My Mom started a small business, and I’ve seen what it takes. Mom was 50 when my Dad died.  She got on a bus every weekday for years, and rode 40 miles each morning to Madison.  She earned a new degree and learned new skills to start her small business.  It wasn’t just a new livelihood.  It was a new life.  And it transformed my Mom from a widow in grief to a small businesswoman whose happiness wasn’t just in the past.  Her work gave her hope.  It made our family proud.  And to this day, my Mom is my role model. 

Sounds like not a bad role model, but I wish Ryan had been less vague about the nature of his mother's business, since people will ask and it isn't easy to tell from a google search. That vagueness also contributes to an impression that Ryan actually may have wanted to make.
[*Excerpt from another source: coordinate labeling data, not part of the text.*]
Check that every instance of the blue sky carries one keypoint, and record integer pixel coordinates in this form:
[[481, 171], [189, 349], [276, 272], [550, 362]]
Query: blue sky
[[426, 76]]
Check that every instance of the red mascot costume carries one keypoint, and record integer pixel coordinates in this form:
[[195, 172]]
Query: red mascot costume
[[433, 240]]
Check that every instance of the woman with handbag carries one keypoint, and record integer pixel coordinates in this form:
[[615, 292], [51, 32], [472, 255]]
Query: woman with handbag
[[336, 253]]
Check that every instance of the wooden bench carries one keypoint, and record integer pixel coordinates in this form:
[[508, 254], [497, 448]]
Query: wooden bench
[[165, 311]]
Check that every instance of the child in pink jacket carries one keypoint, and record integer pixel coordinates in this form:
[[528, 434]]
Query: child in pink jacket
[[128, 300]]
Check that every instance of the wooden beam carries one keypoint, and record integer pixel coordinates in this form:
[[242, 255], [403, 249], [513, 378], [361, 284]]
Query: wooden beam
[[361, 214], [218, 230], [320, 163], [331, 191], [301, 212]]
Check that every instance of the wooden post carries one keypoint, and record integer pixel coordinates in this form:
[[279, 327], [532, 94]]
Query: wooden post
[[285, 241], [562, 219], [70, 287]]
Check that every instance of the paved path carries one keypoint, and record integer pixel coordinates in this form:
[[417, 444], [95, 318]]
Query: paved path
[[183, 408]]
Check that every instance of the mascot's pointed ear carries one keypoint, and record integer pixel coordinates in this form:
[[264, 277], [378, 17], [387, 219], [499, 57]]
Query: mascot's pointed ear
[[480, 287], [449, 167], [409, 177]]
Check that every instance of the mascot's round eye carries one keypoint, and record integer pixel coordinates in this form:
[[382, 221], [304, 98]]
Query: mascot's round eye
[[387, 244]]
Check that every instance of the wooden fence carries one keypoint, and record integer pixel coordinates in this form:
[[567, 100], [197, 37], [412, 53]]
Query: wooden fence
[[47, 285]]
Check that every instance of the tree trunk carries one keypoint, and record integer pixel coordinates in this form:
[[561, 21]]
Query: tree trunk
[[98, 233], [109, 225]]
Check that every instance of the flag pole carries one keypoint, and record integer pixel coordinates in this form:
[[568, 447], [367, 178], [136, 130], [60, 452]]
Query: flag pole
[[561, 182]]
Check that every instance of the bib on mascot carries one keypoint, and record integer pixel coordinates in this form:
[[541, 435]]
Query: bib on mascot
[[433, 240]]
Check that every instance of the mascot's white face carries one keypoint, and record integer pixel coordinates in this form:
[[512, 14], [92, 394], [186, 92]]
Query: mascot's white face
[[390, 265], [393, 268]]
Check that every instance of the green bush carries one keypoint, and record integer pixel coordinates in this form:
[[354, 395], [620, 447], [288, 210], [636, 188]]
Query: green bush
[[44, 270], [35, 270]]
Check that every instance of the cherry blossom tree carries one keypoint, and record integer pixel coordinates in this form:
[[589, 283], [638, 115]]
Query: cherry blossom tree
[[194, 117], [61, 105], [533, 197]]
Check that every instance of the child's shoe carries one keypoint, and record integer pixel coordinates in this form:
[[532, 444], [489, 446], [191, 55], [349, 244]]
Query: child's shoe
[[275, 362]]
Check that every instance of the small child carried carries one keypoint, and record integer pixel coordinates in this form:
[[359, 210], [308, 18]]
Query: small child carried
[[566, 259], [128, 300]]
Without the details -- and I'm not talking about whether she got any government assistance or not -- her success looks, in this account, like a triumph of pure will. Ryan might have scored points for his cause had he explained why (or whether) Democratic policies have made it more difficult for a middle-aged person to follow in Betty Ryan Douglas's path. But I suspect that entrepreneurial Republicans are at cross-purposes when they think about these issues. On one hand, they want to argue that certain policies can make it more difficult for entrepreneurs to succeed. On the other, they tend to refuse to acknowledge the existence of insurmountable obstacles to success. Here's Ryan from the same speech:

Listen to the way we’re spoken to already, as if everyone is stuck in some class or station in life, victims of circumstances beyond our control, with government there to help us cope with our fate. 
It’s the exact opposite of everything I learned growing up in Wisconsin, or at college in Ohio.  When I was waiting tables, washing dishes, or mowing lawns for money, I never thought of myself as stuck in some station in life.  I was on my own path, my own journey, an American journey where I could think for myself, decide for myself, define happiness for myself.  That’s what we do in this country. 
There's no such thing as a circumstance beyond our control -- Republicans won't hear of it. Opportunity always exists, no matter how many jobs are outsourced, no matter how many potential consumers are deterred by debt. Acknowledging systemic obstacles isn't the same thing as saying, as Ryan insinuates, that poor people are stuck in some kind of dependent caste. But Ryan has no more to offer to people to whom obstacles do seem insurmountable than "I think I can, I think I can." It's a comfortable philosophy, since it can dismiss any failure as a failure of will. Nor is he much of a role model, compared to his mother, since he was on a political career track from an early point -- with Mom's encouragement. He probably has a small fraction of the practical experience his mother acquired; as a politician he probably can't help offering platitudes instead of practical advice. I'd rather hear from Mrs. Ryan Douglas about her experience and whether the politicians or the corporations are to blame if she deems it more difficult for people to emulate her. Since she's tagged along on the campaign trail already, and the Republicans want to sell themselves as the party of entrepreneurs, not the party of a "political class," it should be obvious that Mitt Romney has tapped the wrong Ryan as his running mate.